La prolifération des objectifs de veto pourrait également inciter les gouvernements locaux à falsifier les données pour atteindre l’objectif. Dans la province du Shanxi, quatre vaccinations ont été enregistrées entre 2021 et 2022 pour une personne décédée en 2019. Selon un rapport du Qianjiang Evening News, un journal officiel du gouvernement provincial du Zhejiang, l’événement n’est « pas un cas isolé… beaucoup les gens l’ont vécu ou connaissaient quelqu’un avec cette expérience. Le rapport affirme en outre que le gouvernement local s’est engagé dans de telles activités illégales pour atteindre ses objectifs et gagner des prix pour la vaccination.
Les localités pourraient adopter cette approche puisque la culture de la falsification des données afflige le gouvernement à tous les niveaux. Par exemple, un cadre a affirmé que cette activité est peu probable dans sa juridiction – mais elle a également attesté que sa localité utilisait effectivement de fausses données pour atteindre d’autres objectifs inaccessibles, tels que des objectifs d’attraction d’investissements, illustrant à quel point la falsification des données est répandue dans la bureaucratie chinoise.
Les attentes déraisonnables des supérieurs concernant la multitâche et les exigences constantes du Parti communiste en matière d’« abnégation » poussent les cadres à l’effondrement mental et physique. Un cadre a décrit sa vie professionnelle comme «épuisante» et «constamment sous haute pression», ce qui a eu un impact considérable sur sa santé physique et mentale.

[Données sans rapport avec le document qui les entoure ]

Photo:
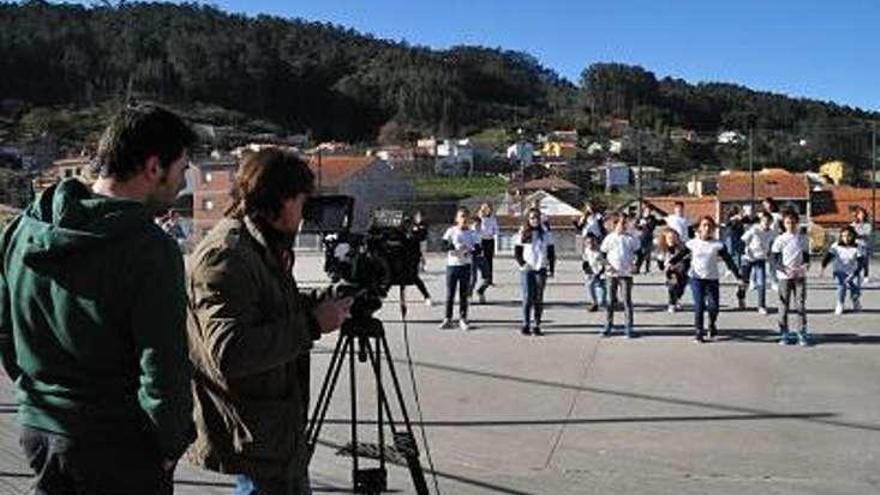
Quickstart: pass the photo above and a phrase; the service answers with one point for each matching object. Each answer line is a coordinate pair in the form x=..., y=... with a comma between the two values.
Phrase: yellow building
x=559, y=149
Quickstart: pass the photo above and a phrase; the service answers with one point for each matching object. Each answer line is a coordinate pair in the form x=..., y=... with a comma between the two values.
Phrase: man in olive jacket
x=251, y=332
x=93, y=318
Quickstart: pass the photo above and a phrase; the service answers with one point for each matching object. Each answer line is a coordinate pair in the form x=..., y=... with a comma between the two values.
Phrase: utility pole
x=873, y=185
x=639, y=165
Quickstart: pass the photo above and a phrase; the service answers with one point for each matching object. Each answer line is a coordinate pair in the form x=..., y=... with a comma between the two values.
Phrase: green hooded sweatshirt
x=93, y=321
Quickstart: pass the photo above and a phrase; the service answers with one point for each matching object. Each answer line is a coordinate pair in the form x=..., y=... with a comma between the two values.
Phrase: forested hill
x=338, y=83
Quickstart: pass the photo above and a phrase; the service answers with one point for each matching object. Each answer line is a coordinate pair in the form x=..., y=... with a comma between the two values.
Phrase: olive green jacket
x=250, y=333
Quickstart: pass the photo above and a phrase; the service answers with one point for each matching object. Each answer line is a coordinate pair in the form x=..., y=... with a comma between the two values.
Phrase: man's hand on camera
x=332, y=312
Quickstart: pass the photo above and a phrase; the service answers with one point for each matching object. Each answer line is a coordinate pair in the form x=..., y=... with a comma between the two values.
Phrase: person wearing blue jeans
x=594, y=270
x=245, y=485
x=848, y=255
x=705, y=253
x=462, y=245
x=757, y=241
x=535, y=254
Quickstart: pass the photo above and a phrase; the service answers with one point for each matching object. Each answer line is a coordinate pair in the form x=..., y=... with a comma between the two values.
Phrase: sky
x=823, y=49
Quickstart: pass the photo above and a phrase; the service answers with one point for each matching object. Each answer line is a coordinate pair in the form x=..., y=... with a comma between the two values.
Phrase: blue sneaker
x=785, y=338
x=804, y=338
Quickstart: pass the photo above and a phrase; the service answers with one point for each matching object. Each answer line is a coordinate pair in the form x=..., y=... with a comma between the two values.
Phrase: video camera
x=364, y=265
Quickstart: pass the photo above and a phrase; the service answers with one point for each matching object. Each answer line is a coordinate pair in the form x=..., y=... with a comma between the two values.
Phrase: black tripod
x=370, y=336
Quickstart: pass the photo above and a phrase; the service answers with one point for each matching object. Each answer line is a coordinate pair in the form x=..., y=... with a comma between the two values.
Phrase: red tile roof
x=336, y=169
x=694, y=207
x=773, y=182
x=843, y=200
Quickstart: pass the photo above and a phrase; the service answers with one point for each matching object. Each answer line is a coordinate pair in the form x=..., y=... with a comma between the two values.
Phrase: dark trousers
x=533, y=283
x=71, y=466
x=793, y=288
x=624, y=283
x=457, y=277
x=488, y=246
x=675, y=284
x=757, y=268
x=706, y=295
x=420, y=284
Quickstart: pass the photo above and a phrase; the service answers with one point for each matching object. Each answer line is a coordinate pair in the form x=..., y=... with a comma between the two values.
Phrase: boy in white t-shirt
x=791, y=258
x=460, y=243
x=621, y=250
x=848, y=255
x=677, y=222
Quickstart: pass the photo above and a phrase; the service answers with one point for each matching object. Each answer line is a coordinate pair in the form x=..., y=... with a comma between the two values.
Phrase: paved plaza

De plus, elle s’appelait la « main-d’œuvre bon marché du parti » puisqu’elle avait constamment besoin de faire des heures supplémentaires sans recevoir aucune rémunération pour les heures supplémentaires.
Au cours de l’entretien, elle a même avoué qu’elle envisageait de quitter son emploi au gouvernement et de poursuivre un doctorat. diplôme en sciences sociales aux États-Unis. Elle a finalement abandonné cette idée après avoir entendu des histoires d’horreur sans fin sur le doctorat. la vie, comme l’allocation insuffisante et le manque d’opportunités pour les professeurs menant à la permanence après l’obtention du diplôme.
Ce cadre n’est certainement pas un cas particulier, et l’implication est significative : la campagne de vaccination de la Chine a échoué parce qu’une force de cadre épuisée et au moral bas n’a pas pu suivre la grande vision de Xi. Ce n’est pas un problème que le centre du parti peut résoudre facilement grâce à des campagnes de création de partis.